TEANECK’S TALENTS Teaneck middle schooler Ruby Ha has won first place in the international and annual “World Of 7 Billion” video contest sponsored by the nonprofit organization Population Connection. Her stop-motion video about pollinating bees’ declining numbers, which means a decline in the production of many fruits and vegetables, won first place in the “preserving biodiversity” category. Ha’s video beat out 3,000 others from students in 43 countries and won her $1,000 in prize money.
There’s another bright star from the same town.
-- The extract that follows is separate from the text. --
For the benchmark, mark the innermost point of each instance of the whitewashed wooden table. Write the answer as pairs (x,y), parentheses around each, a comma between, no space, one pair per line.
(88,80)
Paramus Catholic’s Kennedee Cox has been granted one of 20 nationwide $20,000 scholarships in Foot Locker’s Scholar Athletes Program. The track and field star and exceptional student is headed to Northeastern University in Boston next year.
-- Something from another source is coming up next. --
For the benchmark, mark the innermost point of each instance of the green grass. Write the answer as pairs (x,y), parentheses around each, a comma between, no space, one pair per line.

ARE SENIORS IN A HEALTHY STATE?
If you’re an older person dealing with diabetes, at least you’re in the right place. New Jersey seniors ranked second in the country for diabetes management, according to United Health Foundation’s 2019 Senior Report. That means age-65+ New Jerseyans with diabetes are more likely than most to get the proper screenings and maintain healthy blood glucose levels. What we can improve upon for seniors generally, however, are the level of physical activity and the number of patients who die in the hospital, on which we ranked 42nd and 47th, respectively. New Jersey placed 21st overall this year. The report has been released annually since 2013.
FOOD WASTE NO MORE
Tomatoes a bit wonky? Avocado too bruised? There’s now a way to salvage those fruits and vegetables that are deemed too “ugly” for grocery stores and farmer’s markets. Enter Imperfect Produce, the San Francisco-based subscription box that recently set up a warehouse in Moonachie to reach Bergen, Hudson, Essex and Passaic counties. Imperfect Produce sources different-looking yet just-as-delicious produce directly from local farms to customers via a monthly delivery service. The cost is about 30 to 50 percent less than supermarket prices (boxes average around $12 each), plus it means no longer wasting these misfit crops. Maybe local farm stands like DePiero’s in Montvale or Abma’s in Wyckoff will get aboard the ugly fruit trend next?
A BRUISE FOR BREWS?
If you’re planning to spend summer evenings sipping brewsies at one of Bergen’s craft breweries, such as The Alementary in Hackensack or Bolerto Snort in Ridgefield Park, know this: The state Division of Alcoholic Beverage Control earlier this summer instituted new regulations specifying what food and drink items New Jersey breweries may serve to customers and limiting the number of events they can host annually. Craft breweries will not be allowed to sell food, have a restaurant or work with food trucks or vendors to serve food on-site. All guests also must legally be given a tour of the facility before being served beer, but repeat customers require only one tour yearly. Last we heard, craft beer was still hangin’ on.